Le groupe comptait également une étudiante innue originaire de Mashteuiatsh. Kuniss Drouin avait précédemment suivi le cours Introduction à la foresterie autochtone, donné par le professeur Beaudoin. Elle est maintenant inscrite au certificat en études autochtones. Selon la coordonnatrice, l'étudiante a grandement contribué au partage, aux échanges, en s'investissant dans le groupe.
L'objectif général de l'activité d'immersion vise à favoriser la rencontre, le rapprochement et la compréhension des réalités autochtones. Selon Joanie St-Pierre, il s'agit d'une occasion de formation distincte de vivre le territoire.
«Autant on peut partager des savoirs et des connaissances à travers des cours magistraux, dit-elle, autant il y a vraiment quelque chose de puissant dans la rencontre en nature. Je pense que cette approche expérientielle crée des ponts et favorise le tissage des liens entre les membres du groupe. Elle permet de se rendre compte que le territoire fait partie intégrante de l'identité. C'est l'une des raisons pour lesquelles c'est une expérience unique et mémorable.»
La coordonnatrice insiste sur la relation fondamentale et le grand respect porté aux animaux. «Les animaux sont essentiels à la survie des peuples autochtones, soutient-elle. L'expérience immersive invite à entrer différemment en relation avec la forêt. On voit comment la forêt subvient aux besoins des peuples autochtones comme garde-manger, pharmacie, garde-robe. Ils faisaient tout à base de ça. Donc des connaissances très riches sur l'utilisation des fourrures, des os comme outils. La notion d'interconnexion où tout est lié a été abordée. Quelque chose de très fort.
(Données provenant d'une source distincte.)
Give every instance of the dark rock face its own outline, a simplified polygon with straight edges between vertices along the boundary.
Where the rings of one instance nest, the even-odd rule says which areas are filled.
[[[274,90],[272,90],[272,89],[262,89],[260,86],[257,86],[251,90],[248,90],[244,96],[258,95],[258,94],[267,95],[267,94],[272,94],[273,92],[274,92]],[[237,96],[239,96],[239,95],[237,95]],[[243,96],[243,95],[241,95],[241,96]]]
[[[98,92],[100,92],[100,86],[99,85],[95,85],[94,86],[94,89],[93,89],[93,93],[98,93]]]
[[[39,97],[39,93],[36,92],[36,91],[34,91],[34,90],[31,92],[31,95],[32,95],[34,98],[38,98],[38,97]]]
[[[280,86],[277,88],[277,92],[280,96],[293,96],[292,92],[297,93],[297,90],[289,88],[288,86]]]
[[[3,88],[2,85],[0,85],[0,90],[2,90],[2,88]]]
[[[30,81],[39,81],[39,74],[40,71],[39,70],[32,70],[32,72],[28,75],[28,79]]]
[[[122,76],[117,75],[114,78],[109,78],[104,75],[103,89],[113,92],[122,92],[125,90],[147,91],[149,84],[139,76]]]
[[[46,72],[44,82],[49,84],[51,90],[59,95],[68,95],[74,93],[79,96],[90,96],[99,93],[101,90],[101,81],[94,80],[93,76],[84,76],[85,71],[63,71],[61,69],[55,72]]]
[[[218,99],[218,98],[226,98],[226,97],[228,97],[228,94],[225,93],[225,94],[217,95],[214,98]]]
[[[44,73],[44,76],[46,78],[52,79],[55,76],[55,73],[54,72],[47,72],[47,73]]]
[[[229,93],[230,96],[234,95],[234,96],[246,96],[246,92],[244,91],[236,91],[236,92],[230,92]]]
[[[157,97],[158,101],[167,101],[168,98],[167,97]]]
Cela amène beaucoup de réflexions sur notre façon de concevoir le monde.»
Mokusham et makusham
Le temps fort de l'expérience d'immersion a été la préparation d'un grand festin traditionnel, le mokusham, suivi d'une danse traditionnelle, le makusham. Ce repas est fait à partir des fruits de la cueillette, de la trappe, de la chasse et de la pêche. Il se prépare durant toute une journée. Chacune et chacun contribuent à la préparation du festin. «Habituellement, indique Joanie St-Pierre, le festin est suivi d'une petite célébration en guise de reconnaissance, d'une danse traditionnelle en forme de cercle.»
En fin de soirée, le groupe se retirait pour la nuit dans des campements traditionnels, des tentes aménagées avec des toiles blanches de protection. «La nuit, la température descendait à -10 degrés Celsius, raconte-t-elle. Dans chaque tente, on devait chauffer le poêle à bois pour être confortable. Celles et ceux qui dormaient directement sous le sapinage respiraient l'odeur du sapin qui apaise.»
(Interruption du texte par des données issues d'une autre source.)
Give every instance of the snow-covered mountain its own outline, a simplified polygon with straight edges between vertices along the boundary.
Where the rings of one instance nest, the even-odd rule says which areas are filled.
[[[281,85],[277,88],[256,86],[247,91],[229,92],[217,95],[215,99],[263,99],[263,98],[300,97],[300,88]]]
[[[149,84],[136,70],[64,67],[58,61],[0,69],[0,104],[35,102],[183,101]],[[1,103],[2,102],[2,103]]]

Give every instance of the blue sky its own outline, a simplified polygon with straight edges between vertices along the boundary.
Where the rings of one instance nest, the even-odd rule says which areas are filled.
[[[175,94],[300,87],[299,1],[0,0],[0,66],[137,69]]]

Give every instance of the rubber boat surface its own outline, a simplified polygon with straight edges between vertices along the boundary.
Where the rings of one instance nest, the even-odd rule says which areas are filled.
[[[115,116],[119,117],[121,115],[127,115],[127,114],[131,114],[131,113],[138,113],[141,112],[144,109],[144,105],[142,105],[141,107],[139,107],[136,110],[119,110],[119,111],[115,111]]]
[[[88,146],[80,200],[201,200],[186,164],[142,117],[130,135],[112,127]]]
Des aînés innus, des experts du savoir et des gardiens du territoire ont encadré les visiteuses et visiteurs. Parmi ces derniers, des experts de la Faculté de foresterie, de géographie et de géomatique et des professeurs à la retraite ont apporté leur contribution. «On a eu droit à un beau mélange de savoirs traditionnels et de savoirs scientifiques, affirme-t-elle. De petites capsules scientifiques permettaient de compléter les enseignements. Je pense que c'est une clé vers un rapprochement.»
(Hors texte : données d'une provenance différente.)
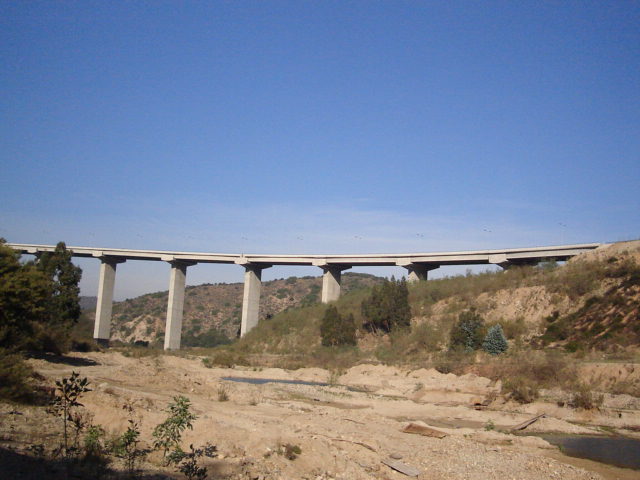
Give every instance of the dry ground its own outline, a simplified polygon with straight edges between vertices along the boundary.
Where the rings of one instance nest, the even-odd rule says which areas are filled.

Une chaire pour favoriser la rencontre de l'autre
Jean-Michel Beaudoin connaît bien la communauté d'Essipit puisqu'il y a réalisé sa recherche de doctorat de 2010 à 2014. Selon lui, la journée d'échange complémentaire à cet endroit a permis au groupe de revenir sur la réalité actuelle de cette communauté.
«Les initiatives de la chaire, dit-il, que ce soit la tournée avec immersion en territoire autochtone ou nos stages étudiants en foresterie en milieu autochtone, font partie d'une discussion avec les partenaires de la chaire. Un des principes clés de notre démarche est d'aller à la rencontre de l'autre, de se parler. Nous sommes rendus à 22 partenaires aujourd'hui, dont 9 partenaires autochtones. Ils voulaient des contacts. C'est pour ça que la tournée et les stages, c'est très porteur. Une collaboration étroite avec le milieu est à l'origine de ces belles initiatives.»
Le 28 novembre, au pavillon Gene-H.-Kruger de l'Université Laval, la chaire tiendra une journée de colloque suivie d'une soirée culturelle. Le colloque aura pour thème «Forêts et peuples autochtones: vers une vision holistique pour la foresterie».